You should follow Valgrind’s Quickstart Guide.

Linting with clang-tidy

Linters are tools that statically analyse code to find common bugs or unsafe practices. We’ll be playing with the linter from the Clang toolset, clang-tidy so follow this tutorial on setting up clang-tidy with VSCode:

Formatting with clang-format

If you’ve done much Python programming you probably already know the power of good formatters, tools that reformat your code to a specification. This can help standardise code style across codebases and avoid horrid debates about spaces vs tabs, where curly braces should go, or how many new lines should separate functions.

Again, we’ll be peeking into the Clang toolbox and using clang-format to automatically format our code. Follow this guide on setting up a basic .clang-format file and see clang-format’s list of common style guides for more information about what styles are available. Look at a few, choose one you like and use that style to format your assignment code.

You can also use the clang-format VSCode extension to automatically format your code on saving.

Compiler warnings

One of the easiest ways to improve your code is to turn on compiler warnings and fix each warning. Some companies even require that all compiler warnings are fixed before allowing code to be put into production. Check out this blog post on Managing Compiler Warnings with CMake for details on how to do this in our CMake projects. I recommend you use these warnings to fix potential bugs in your assignment.

Optional: Performance profiling with gprof

Although you won’t be required to use one on this course, as we move towards performant C++, one useful tool is a profiler. This is a tool that runs your code and measures the time taken in each function. This can be a powerful way to understand which parts of your code need optimising.

There are many advanced profilers out there but a good, simple profiler is gprof. This also has the advantage of coming with most Linux distributions, so is automatically available with Ubuntu on either a native Linux machine or WSL.

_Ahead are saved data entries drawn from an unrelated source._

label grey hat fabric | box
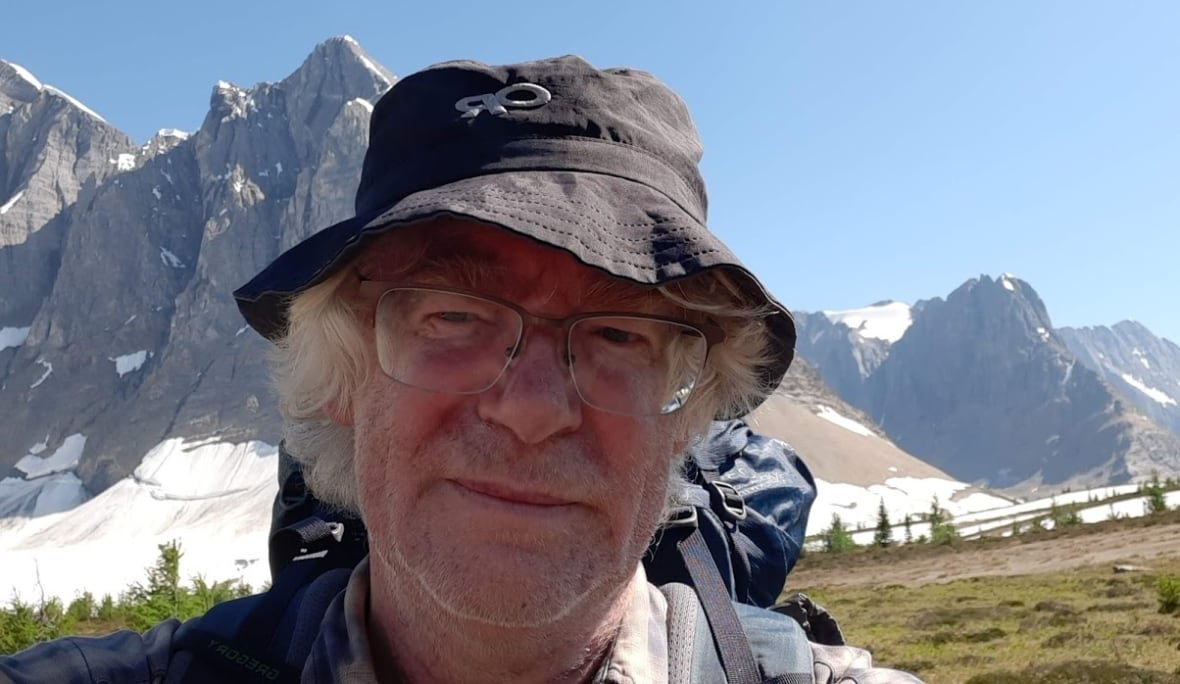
[233,55,796,414]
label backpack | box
[177,418,822,683]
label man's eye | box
[596,326,641,344]
[436,311,477,323]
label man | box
[1,56,921,682]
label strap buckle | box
[663,505,699,528]
[707,481,747,522]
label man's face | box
[346,219,699,627]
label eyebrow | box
[382,253,672,315]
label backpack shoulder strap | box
[662,580,814,684]
[173,516,363,683]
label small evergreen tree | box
[927,495,958,545]
[872,499,893,547]
[1144,473,1168,515]
[903,514,913,544]
[823,513,856,553]
[123,540,202,631]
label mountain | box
[0,60,139,250]
[792,301,908,411]
[796,274,1180,495]
[1058,321,1180,434]
[1,60,141,353]
[749,357,952,486]
[0,37,395,501]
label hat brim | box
[234,170,795,418]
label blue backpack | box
[176,418,820,683]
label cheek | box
[350,382,451,515]
[592,413,688,547]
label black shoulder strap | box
[175,516,365,683]
[676,527,763,684]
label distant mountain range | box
[2,38,1177,531]
[795,274,1180,495]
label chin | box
[374,530,627,628]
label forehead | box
[355,217,666,310]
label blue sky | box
[4,2,1178,343]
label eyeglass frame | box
[354,277,726,415]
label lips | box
[450,478,574,507]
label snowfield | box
[0,439,277,603]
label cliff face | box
[0,38,395,496]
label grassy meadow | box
[791,512,1180,682]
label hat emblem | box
[454,83,552,119]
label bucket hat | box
[234,55,795,417]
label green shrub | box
[1,539,254,655]
[823,513,856,553]
[1141,472,1169,515]
[1156,574,1180,614]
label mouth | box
[449,478,575,507]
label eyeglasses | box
[358,283,723,416]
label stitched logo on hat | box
[454,83,552,119]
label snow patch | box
[1,325,32,350]
[29,358,52,389]
[0,438,279,603]
[44,85,106,123]
[822,301,912,343]
[1000,274,1017,292]
[15,434,86,479]
[111,350,148,376]
[807,476,1008,537]
[235,325,250,337]
[1120,373,1177,406]
[1036,326,1050,342]
[0,190,25,215]
[348,97,374,112]
[115,153,136,171]
[159,247,184,268]
[28,438,47,455]
[152,186,162,200]
[156,128,189,140]
[0,473,87,519]
[816,405,875,437]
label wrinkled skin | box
[336,219,700,682]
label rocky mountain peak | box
[141,128,190,158]
[1,39,397,496]
[938,273,1057,350]
[796,274,1180,494]
[0,60,44,111]
[280,35,395,106]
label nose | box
[476,330,582,444]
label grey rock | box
[797,274,1180,494]
[0,38,394,495]
[1058,321,1180,435]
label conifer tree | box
[824,513,855,553]
[873,498,893,547]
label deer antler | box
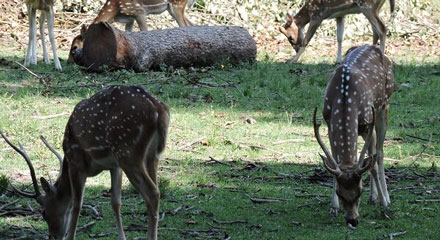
[0,131,42,200]
[40,135,63,172]
[356,107,376,175]
[313,108,342,176]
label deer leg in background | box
[376,107,391,205]
[336,17,345,63]
[110,168,126,240]
[360,9,387,53]
[47,6,62,70]
[367,129,378,204]
[25,5,37,66]
[363,128,387,207]
[39,11,50,64]
[125,18,135,32]
[330,177,339,216]
[289,19,323,63]
[135,15,147,31]
[372,28,379,46]
[168,4,188,27]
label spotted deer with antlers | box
[279,0,395,63]
[25,0,62,70]
[1,85,170,240]
[313,45,393,228]
[67,0,194,63]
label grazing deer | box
[67,0,194,63]
[0,85,170,240]
[313,45,393,228]
[24,0,62,70]
[279,0,395,63]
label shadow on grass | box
[0,160,439,239]
[0,54,439,238]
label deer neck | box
[294,6,310,27]
[54,160,73,200]
[329,110,359,166]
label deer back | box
[323,45,393,165]
[63,85,169,172]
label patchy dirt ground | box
[1,0,439,61]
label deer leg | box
[376,107,390,205]
[110,168,126,240]
[330,177,339,216]
[168,4,188,27]
[125,19,135,32]
[122,166,159,240]
[134,15,147,31]
[336,17,345,63]
[367,130,378,204]
[47,7,62,70]
[364,129,387,207]
[31,8,38,65]
[289,20,322,63]
[25,5,37,66]
[65,165,87,240]
[39,11,49,64]
[372,28,379,46]
[360,9,387,53]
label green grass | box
[0,49,439,239]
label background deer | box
[67,0,194,63]
[279,0,395,63]
[0,85,170,240]
[313,45,393,228]
[25,0,62,70]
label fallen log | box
[75,23,257,72]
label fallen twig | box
[249,196,290,203]
[213,219,247,224]
[14,61,42,79]
[273,139,305,145]
[170,206,182,215]
[204,156,232,166]
[32,112,70,120]
[0,199,18,211]
[83,204,102,219]
[89,232,114,238]
[388,230,407,240]
[77,221,96,233]
[177,136,206,150]
[410,199,440,203]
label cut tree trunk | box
[79,22,257,72]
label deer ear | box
[40,177,55,195]
[286,13,294,23]
[80,24,88,35]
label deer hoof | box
[329,207,339,217]
[368,197,377,205]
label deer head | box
[67,24,88,64]
[279,13,302,53]
[1,85,170,240]
[313,107,376,227]
[0,132,70,239]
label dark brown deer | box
[1,85,170,240]
[279,0,395,63]
[67,0,194,63]
[25,0,62,70]
[313,45,393,228]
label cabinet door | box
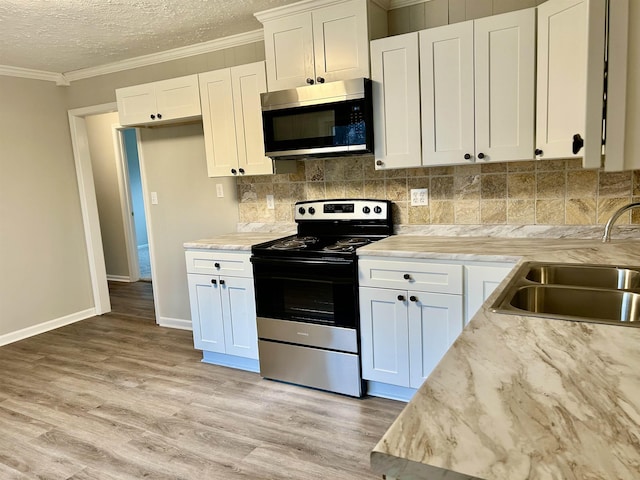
[154,75,201,122]
[199,68,240,177]
[116,83,157,126]
[187,274,225,353]
[420,22,475,166]
[464,265,513,325]
[220,276,258,360]
[408,292,463,389]
[371,33,421,170]
[264,13,315,91]
[359,287,410,387]
[536,0,606,167]
[232,62,273,176]
[474,9,535,163]
[312,0,370,84]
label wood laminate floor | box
[0,281,404,479]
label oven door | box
[251,256,358,329]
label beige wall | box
[86,112,129,278]
[0,76,93,338]
[139,125,238,324]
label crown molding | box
[256,0,366,22]
[389,0,434,9]
[64,29,264,82]
[0,65,69,86]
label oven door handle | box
[250,256,353,268]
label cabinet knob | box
[572,133,584,154]
[211,279,217,285]
[409,295,418,302]
[219,279,225,286]
[316,77,325,84]
[306,78,315,85]
[397,295,405,301]
[464,153,472,160]
[376,160,383,166]
[150,114,156,120]
[535,148,543,156]
[231,168,237,175]
[239,168,245,174]
[214,262,220,268]
[157,113,162,119]
[477,152,485,159]
[403,273,411,280]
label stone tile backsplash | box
[236,157,640,226]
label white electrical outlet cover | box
[266,194,275,210]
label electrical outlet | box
[150,192,158,205]
[410,188,429,206]
[266,194,275,210]
[216,184,224,198]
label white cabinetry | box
[199,62,273,178]
[370,32,421,170]
[185,250,258,370]
[257,0,371,91]
[116,75,201,127]
[420,9,535,166]
[464,264,513,325]
[359,258,463,390]
[535,0,606,168]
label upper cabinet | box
[420,8,535,166]
[372,8,535,170]
[257,0,381,91]
[535,0,606,168]
[199,62,273,178]
[116,75,201,127]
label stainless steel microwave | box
[260,78,373,159]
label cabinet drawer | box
[359,258,462,294]
[185,250,252,277]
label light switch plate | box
[216,184,224,198]
[266,194,275,210]
[150,192,158,205]
[410,188,429,206]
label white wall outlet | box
[150,192,158,205]
[266,194,275,210]
[410,188,429,206]
[216,184,224,198]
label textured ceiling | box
[0,0,300,73]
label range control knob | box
[363,206,371,214]
[374,206,382,214]
[308,207,316,215]
[298,207,306,215]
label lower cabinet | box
[359,256,515,399]
[360,287,462,389]
[185,250,258,371]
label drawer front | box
[359,258,462,294]
[185,250,251,277]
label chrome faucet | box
[602,202,640,242]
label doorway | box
[68,103,158,321]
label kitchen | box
[1,0,639,478]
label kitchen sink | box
[525,264,640,290]
[492,262,640,327]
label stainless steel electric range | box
[250,199,393,397]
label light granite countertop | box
[183,232,292,251]
[364,235,640,480]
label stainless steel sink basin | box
[507,285,640,325]
[525,264,640,290]
[492,262,640,327]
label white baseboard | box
[107,275,131,282]
[157,317,192,331]
[0,308,96,347]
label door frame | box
[112,126,141,282]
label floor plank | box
[0,281,404,479]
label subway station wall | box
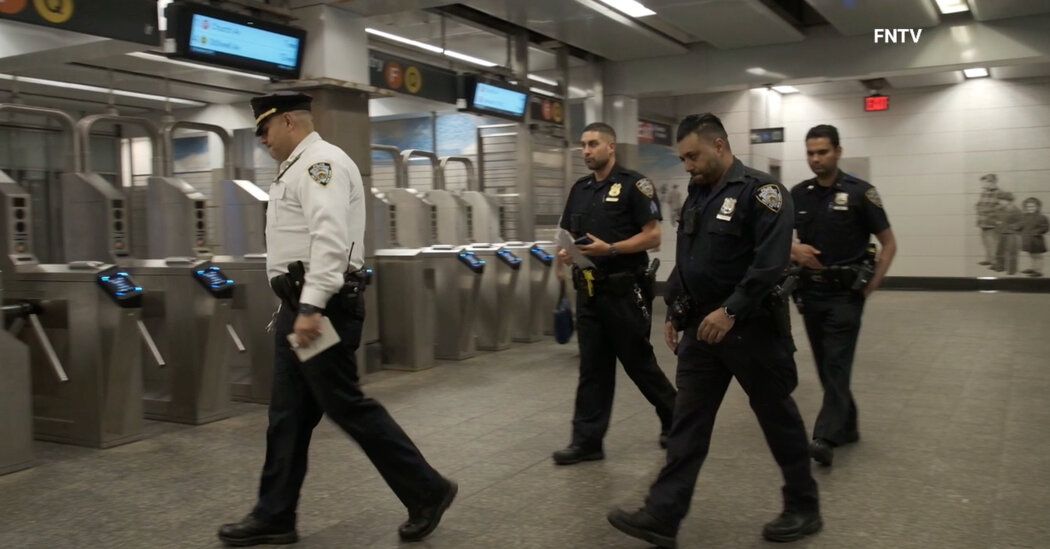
[640,77,1050,281]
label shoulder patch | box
[635,178,655,199]
[756,184,783,213]
[308,162,332,186]
[865,187,883,208]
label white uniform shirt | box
[266,131,366,309]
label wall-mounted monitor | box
[461,76,528,121]
[167,3,306,80]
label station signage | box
[638,119,673,146]
[0,0,159,46]
[369,50,458,105]
[529,95,564,125]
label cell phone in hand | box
[574,236,594,246]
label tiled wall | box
[780,77,1050,278]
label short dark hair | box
[581,122,616,142]
[805,124,840,148]
[676,113,729,147]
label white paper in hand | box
[287,316,341,362]
[555,228,596,269]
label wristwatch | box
[298,303,324,315]
[721,306,736,320]
[608,244,619,256]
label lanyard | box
[273,152,304,183]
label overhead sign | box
[0,0,159,45]
[750,127,785,144]
[530,95,564,125]
[865,94,890,112]
[168,3,305,79]
[638,119,672,146]
[369,50,458,105]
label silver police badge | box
[635,178,655,199]
[308,162,332,186]
[865,187,884,208]
[716,197,737,221]
[756,184,783,213]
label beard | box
[586,156,609,171]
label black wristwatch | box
[722,306,736,320]
[298,303,324,315]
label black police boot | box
[659,431,669,449]
[398,478,458,542]
[810,438,833,467]
[217,515,298,547]
[761,510,823,542]
[552,445,604,465]
[607,507,678,549]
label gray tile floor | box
[2,291,1049,548]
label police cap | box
[250,92,313,136]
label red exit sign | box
[865,95,889,112]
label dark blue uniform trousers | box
[799,289,865,445]
[572,290,677,449]
[645,313,818,530]
[252,294,443,527]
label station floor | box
[1,291,1048,548]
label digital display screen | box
[462,76,529,121]
[169,3,306,79]
[474,83,528,117]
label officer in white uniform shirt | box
[218,92,456,547]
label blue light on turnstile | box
[457,250,486,274]
[496,248,522,270]
[97,270,145,306]
[529,245,554,266]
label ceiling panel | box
[645,0,804,48]
[885,71,964,88]
[969,0,1050,21]
[290,0,455,16]
[461,0,688,60]
[991,63,1050,79]
[804,0,939,36]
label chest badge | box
[832,191,849,211]
[716,197,737,221]
[606,182,622,202]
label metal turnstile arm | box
[136,320,166,367]
[225,323,246,353]
[28,314,69,382]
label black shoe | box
[810,439,833,467]
[761,510,823,542]
[659,431,669,449]
[552,446,604,465]
[841,432,860,445]
[398,478,458,542]
[217,515,298,547]
[608,508,677,548]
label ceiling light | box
[935,0,970,15]
[963,67,989,78]
[0,73,206,106]
[596,0,656,17]
[127,52,271,81]
[365,28,443,54]
[772,85,799,94]
[528,73,558,87]
[529,87,558,98]
[443,50,498,67]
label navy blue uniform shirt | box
[666,158,794,319]
[559,163,662,273]
[790,171,890,266]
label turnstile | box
[0,284,34,475]
[529,242,559,336]
[422,246,484,360]
[426,190,472,245]
[2,174,151,448]
[375,248,435,370]
[466,244,521,351]
[502,242,546,343]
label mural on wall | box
[976,173,1048,278]
[172,135,211,173]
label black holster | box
[270,261,368,312]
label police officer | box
[608,114,820,548]
[218,93,455,546]
[791,124,897,466]
[976,174,1000,266]
[553,122,677,465]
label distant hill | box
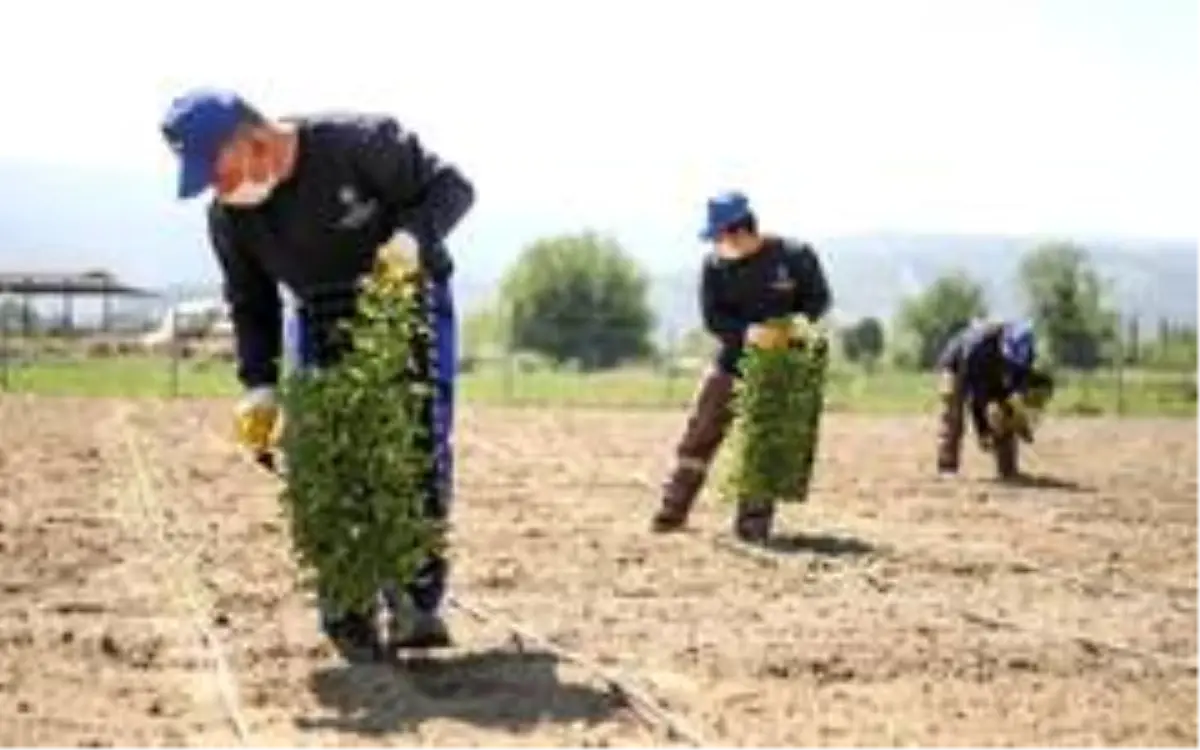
[646,233,1196,340]
[1,161,1194,337]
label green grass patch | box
[2,355,1194,417]
[1,356,237,398]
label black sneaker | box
[391,610,453,650]
[734,503,775,544]
[323,611,383,664]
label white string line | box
[204,412,705,744]
[116,406,250,743]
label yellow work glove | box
[1011,395,1037,442]
[373,230,421,282]
[937,369,957,399]
[745,316,823,350]
[985,401,1006,432]
[745,321,792,349]
[987,396,1035,443]
[234,386,280,454]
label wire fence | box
[0,286,1195,417]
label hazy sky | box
[1,0,1195,242]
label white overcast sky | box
[0,0,1195,239]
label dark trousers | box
[936,369,1018,478]
[659,366,768,522]
[287,278,456,618]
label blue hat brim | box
[699,207,751,241]
[177,147,217,199]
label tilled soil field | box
[0,395,1195,746]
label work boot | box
[652,468,704,533]
[734,501,775,544]
[389,598,453,650]
[937,456,959,474]
[651,503,690,533]
[994,434,1019,481]
[321,610,383,664]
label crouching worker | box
[652,191,832,541]
[935,319,1055,479]
[160,88,474,660]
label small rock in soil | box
[100,633,121,658]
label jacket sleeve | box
[784,242,832,321]
[700,261,744,344]
[208,206,282,389]
[936,330,966,372]
[349,116,476,279]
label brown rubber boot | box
[652,466,705,533]
[936,371,965,474]
[653,367,736,533]
[994,432,1020,480]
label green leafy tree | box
[461,305,508,357]
[841,317,886,371]
[1018,242,1116,370]
[895,271,989,369]
[500,231,654,370]
[0,296,39,334]
[675,327,718,358]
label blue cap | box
[160,88,260,199]
[1001,320,1036,368]
[699,191,752,241]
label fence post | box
[1115,315,1125,416]
[168,292,181,398]
[502,301,516,405]
[1,302,8,391]
[662,326,677,408]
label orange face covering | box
[214,134,281,206]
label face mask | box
[220,176,278,207]
[716,239,749,260]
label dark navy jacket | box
[700,237,831,374]
[207,113,475,389]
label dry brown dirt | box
[0,395,1195,747]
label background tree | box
[499,232,654,370]
[895,271,989,369]
[0,296,39,335]
[675,326,718,359]
[1018,242,1116,370]
[457,305,508,372]
[841,317,885,371]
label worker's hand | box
[985,401,1007,433]
[373,230,421,282]
[937,369,957,399]
[234,386,279,454]
[977,431,995,452]
[1006,395,1036,443]
[987,397,1035,443]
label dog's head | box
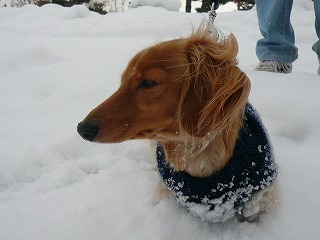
[77,26,250,143]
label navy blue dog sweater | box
[156,103,278,222]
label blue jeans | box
[256,0,320,63]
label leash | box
[208,0,219,40]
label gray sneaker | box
[255,60,292,73]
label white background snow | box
[130,0,181,11]
[1,0,320,239]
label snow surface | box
[130,0,181,11]
[0,1,320,240]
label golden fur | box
[78,25,277,220]
[81,26,250,176]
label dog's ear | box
[177,31,251,137]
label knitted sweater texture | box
[156,103,278,223]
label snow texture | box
[0,1,320,240]
[130,0,181,11]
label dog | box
[77,25,278,223]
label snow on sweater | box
[156,103,278,223]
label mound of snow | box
[130,0,181,11]
[1,1,320,240]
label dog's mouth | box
[135,129,156,139]
[77,120,126,143]
[77,120,161,143]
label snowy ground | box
[1,1,320,240]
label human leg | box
[255,0,298,64]
[312,0,320,74]
[312,0,320,56]
[255,60,292,73]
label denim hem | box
[257,55,297,64]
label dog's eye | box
[137,80,157,90]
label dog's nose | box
[77,121,99,141]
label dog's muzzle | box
[77,121,99,141]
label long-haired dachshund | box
[77,25,278,223]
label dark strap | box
[211,0,219,10]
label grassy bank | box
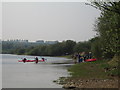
[55,59,119,88]
[68,60,119,79]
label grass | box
[68,59,119,79]
[57,55,73,59]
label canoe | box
[85,58,97,62]
[18,60,44,62]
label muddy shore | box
[54,77,119,89]
[63,77,119,89]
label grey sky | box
[2,2,101,42]
[0,2,1,40]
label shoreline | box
[54,58,119,89]
[58,77,119,89]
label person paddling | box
[23,58,27,63]
[35,57,38,64]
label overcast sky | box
[2,2,101,42]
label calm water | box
[2,54,73,88]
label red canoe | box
[85,58,97,62]
[18,60,45,62]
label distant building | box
[45,41,58,44]
[6,39,28,43]
[36,40,44,44]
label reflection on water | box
[2,54,73,88]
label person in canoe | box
[35,57,39,64]
[22,58,27,63]
[41,58,45,61]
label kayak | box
[85,58,97,62]
[18,60,45,62]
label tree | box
[87,2,120,15]
[62,40,76,55]
[73,41,91,53]
[91,37,103,60]
[89,1,120,59]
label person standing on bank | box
[80,52,85,62]
[88,52,92,59]
[78,53,82,63]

You can watch this introductory video on using gprof:

and try profiling one of your own codes. Since we’re using cmake, we can’t directly add the required -pg flags to the compiler so we’ll have to tell cmake to add those flags with:

cmake -DCMAKE_CXX_FLAGS=-pg -DCMAKE_EXE_LINKER_FLAGS=-pg -DCMAKE_SHARED_LINKER_FLAGS=-pg ...

On MacOS you can try using Google’s gperftools which is available through homebrew.

  • You should target the areas of your code where your application spends the most time for optimisation.
  • Profilers are excellent for identifying general behaviour and bottlenecks, but you may be able to get more accurate results for specific functions or code fragments by inserting timing code.